To understand Leavers, look to Anglicans
The vote for Brexit was driven by cultural and religious affiliations, not economic arguments
Almost exactly a century ago this Easter the suffragist Maude Royden enjoined the Church of England to abandon what she described as its traditional role as the “Conservative Party at prayer” and to embrace progress. Royden – the daughter of a baronet, educated at Cheltenham Ladies College and Oxford, and our first female Doctor of Divinity – was amply qualified to lecture the bishops; and she lived to see the defining progressive cause of her day accomplished.
For many, today’s equivalent cause has been to promote a European rather than a national identity. Despite the referendum, some still argue that leaving the EU is the pathway to economic doom. Unfortunately for today’s “progressives”, evidence from a new opinion survey analysed by me and my colleague Professor Richard Webber suggests that they are on a loser. Attitudes to the EU are driven at least as much by identity – including religious affiliation – as by economics.
It is a common assertion that religious observance among white British people is on the wane. Even with the boost provided by evangelical immigrants, weekly attendance at Anglican services has sunk below a million. Yet more than 30 million of us still say we are Christians; people who never enter a church between their own christening and funeral still act like members of their religious tribe when it comes to major moral choices.
We analysed attitudes to the EU in a sample of some 6,000 voters living in England, compiled by YouGov. The sample was almost as representative as you could get – with the Leave and Remain votes recalled at 53.1 and 46.9 per cent (the actual result in England was 53.4 vs 46.6 per cent). Those who claimed not to belong to any religion broke 48:52 in favour of Remain, while Roman Catholics leant to Leave by a narrow 51:49 margin. Amusingly, non-conformists mimicked the behaviour of the country as a whole, dividing 52.5 per cent for Leave and 47.5 per cent for Remain.
But the surprise result lay among the religious group that we least expect to display unconventional behaviour. The overwhelming majority of Anglicans and Episcopalians voted to leave, breaking almost two to one in favour of leaving (62.3 per cent to 37.7 per cent).
One explanation for this is that Anglicans are broadly right of centre – most polls suggest that about half of the established church’s adherents vote Conservative, compared with about a third of Catholics. But even if all Tories had voted Leave – and 40 per cent did not – it would not explain the overwhelming unpopularity of the EU among Anglicans. A more convincing explanation may lie in analysis we conducted for Professor John Denham of the University of Winchester. The real reason that Church of England parishioners are different is in the name – they feel themselves to be English before any other identity.
Overall, more of us think of ourselves as English over British. But while Catholics were 9 per cent more likely to see themselves as English, among Anglicans, the choice of English identity outstripped the preference for British by a huge margin – 28 per cent.

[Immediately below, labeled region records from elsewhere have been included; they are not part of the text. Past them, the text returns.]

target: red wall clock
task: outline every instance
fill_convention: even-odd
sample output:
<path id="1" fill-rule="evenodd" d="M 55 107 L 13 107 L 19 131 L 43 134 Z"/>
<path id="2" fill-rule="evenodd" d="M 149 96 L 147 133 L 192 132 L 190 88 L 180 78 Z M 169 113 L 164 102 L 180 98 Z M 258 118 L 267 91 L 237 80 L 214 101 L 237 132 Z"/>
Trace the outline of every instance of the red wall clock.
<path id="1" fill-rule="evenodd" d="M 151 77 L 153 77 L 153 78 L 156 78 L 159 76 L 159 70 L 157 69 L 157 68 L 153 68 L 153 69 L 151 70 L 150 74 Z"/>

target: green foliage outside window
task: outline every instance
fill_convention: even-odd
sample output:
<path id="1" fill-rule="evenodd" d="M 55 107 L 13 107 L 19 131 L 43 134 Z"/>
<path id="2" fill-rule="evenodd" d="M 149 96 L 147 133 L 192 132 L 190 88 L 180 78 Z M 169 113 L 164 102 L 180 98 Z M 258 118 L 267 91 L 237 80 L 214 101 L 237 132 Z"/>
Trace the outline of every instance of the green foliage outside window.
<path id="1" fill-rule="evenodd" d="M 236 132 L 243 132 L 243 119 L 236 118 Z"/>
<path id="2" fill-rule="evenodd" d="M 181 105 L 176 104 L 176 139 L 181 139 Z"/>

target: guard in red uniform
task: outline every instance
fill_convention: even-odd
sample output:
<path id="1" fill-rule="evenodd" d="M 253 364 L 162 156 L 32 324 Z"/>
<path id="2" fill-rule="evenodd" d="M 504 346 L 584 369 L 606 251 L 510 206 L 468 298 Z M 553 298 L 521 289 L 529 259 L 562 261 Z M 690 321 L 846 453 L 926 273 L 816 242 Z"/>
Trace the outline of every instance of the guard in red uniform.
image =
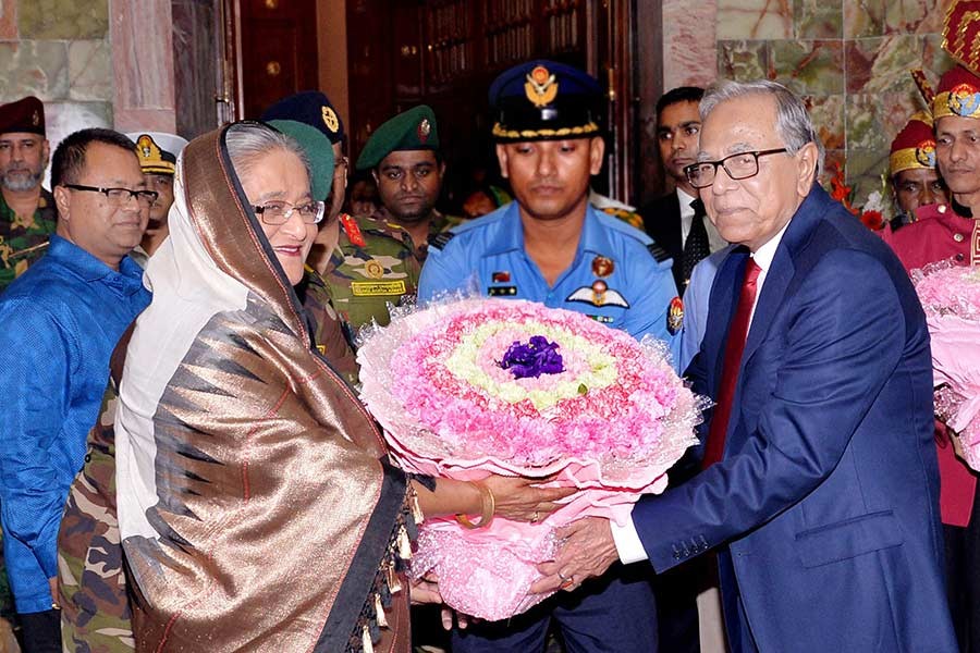
<path id="1" fill-rule="evenodd" d="M 935 170 L 932 113 L 916 113 L 895 136 L 889 153 L 889 174 L 898 209 L 890 223 L 893 231 L 915 222 L 919 207 L 948 201 L 946 186 Z"/>
<path id="2" fill-rule="evenodd" d="M 948 27 L 956 29 L 960 7 L 951 10 Z M 977 28 L 969 28 L 976 36 Z M 951 54 L 970 63 L 948 38 Z M 950 204 L 920 207 L 918 221 L 889 238 L 909 271 L 951 259 L 963 266 L 980 262 L 980 76 L 978 62 L 943 75 L 933 101 L 935 155 L 952 195 Z M 946 428 L 936 422 L 940 463 L 940 504 L 946 540 L 950 607 L 963 651 L 980 651 L 980 506 L 977 478 L 954 452 Z"/>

What does all this tell us? First, that Brexit isn’t just about trade or even the disgruntlements of the materially “left behind”. It is also about the desire for a reassertion of English national identity. And second, that the drift to schism within the worldwide Anglican communion – with African churches rejecting American liberalism on sexual orientation, for example – finds its own echo here in England.

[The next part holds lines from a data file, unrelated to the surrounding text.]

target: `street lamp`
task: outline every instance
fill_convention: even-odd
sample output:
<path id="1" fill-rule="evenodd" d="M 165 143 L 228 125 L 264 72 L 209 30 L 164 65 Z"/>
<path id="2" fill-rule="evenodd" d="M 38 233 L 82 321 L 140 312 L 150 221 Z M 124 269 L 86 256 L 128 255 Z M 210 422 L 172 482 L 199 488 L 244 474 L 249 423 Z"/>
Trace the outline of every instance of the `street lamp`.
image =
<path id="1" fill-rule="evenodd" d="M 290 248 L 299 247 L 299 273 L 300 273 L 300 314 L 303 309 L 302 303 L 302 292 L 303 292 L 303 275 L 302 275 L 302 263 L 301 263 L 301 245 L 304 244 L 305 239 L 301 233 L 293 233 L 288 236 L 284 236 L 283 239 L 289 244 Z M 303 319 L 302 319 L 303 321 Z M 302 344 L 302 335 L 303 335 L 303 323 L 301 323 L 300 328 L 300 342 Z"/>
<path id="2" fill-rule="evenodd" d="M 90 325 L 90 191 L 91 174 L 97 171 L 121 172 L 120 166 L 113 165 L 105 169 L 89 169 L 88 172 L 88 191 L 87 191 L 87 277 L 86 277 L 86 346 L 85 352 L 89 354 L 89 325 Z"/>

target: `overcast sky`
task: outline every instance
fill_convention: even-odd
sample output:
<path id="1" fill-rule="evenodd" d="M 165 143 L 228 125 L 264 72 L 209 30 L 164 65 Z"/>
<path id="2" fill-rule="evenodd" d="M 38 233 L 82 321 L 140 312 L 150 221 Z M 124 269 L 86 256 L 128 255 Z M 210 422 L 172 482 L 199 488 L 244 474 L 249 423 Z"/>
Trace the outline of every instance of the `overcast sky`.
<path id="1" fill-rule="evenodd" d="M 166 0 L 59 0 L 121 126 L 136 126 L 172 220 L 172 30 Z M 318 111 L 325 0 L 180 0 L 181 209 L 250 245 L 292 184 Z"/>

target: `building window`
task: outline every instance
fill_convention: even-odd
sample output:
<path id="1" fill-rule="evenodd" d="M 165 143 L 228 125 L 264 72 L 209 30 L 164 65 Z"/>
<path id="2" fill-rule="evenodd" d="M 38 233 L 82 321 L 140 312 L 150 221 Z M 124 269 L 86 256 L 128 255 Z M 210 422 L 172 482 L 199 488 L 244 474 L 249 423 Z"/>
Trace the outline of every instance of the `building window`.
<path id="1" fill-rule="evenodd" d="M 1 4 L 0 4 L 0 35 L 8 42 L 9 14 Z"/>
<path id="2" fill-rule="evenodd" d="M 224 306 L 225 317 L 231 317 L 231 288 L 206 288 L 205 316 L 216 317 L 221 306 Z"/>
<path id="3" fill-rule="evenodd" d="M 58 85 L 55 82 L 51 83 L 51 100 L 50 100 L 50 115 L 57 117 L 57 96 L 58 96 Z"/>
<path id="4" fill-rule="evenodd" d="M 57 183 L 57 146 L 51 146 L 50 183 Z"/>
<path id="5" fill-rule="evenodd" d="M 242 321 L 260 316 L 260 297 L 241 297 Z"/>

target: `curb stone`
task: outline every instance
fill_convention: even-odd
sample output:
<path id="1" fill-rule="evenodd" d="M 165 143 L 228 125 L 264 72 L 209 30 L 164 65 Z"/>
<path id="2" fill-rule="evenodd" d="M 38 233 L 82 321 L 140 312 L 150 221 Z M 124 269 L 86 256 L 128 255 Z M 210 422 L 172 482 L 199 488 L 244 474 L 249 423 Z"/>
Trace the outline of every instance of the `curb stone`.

This all poses a conundrum for the Church. Most of the Anglican hierarchy appears to share the elite distaste for Brexit. That’s understandable. If Brexit were to lead to dwindling immigration, the Church of England would be reduced to an angry, ageing rump, most of whose Brexiteer parishioners would remain at odds with their liberal Remainer leadership.
But our findings pose an even bigger dilemma for politics. For millennia the religious and ethnic identity of rulers mattered most to the ruled. During the past 25 years politicians and those who report on them have complacently assumed that the material had finally taken precedence over the cultural – “it’s the economy, stupid” for example. Brexit suggests that normality may be reasserting itself. In future, we might do better to adopt a new mantra: “It’s identity, you idiot.”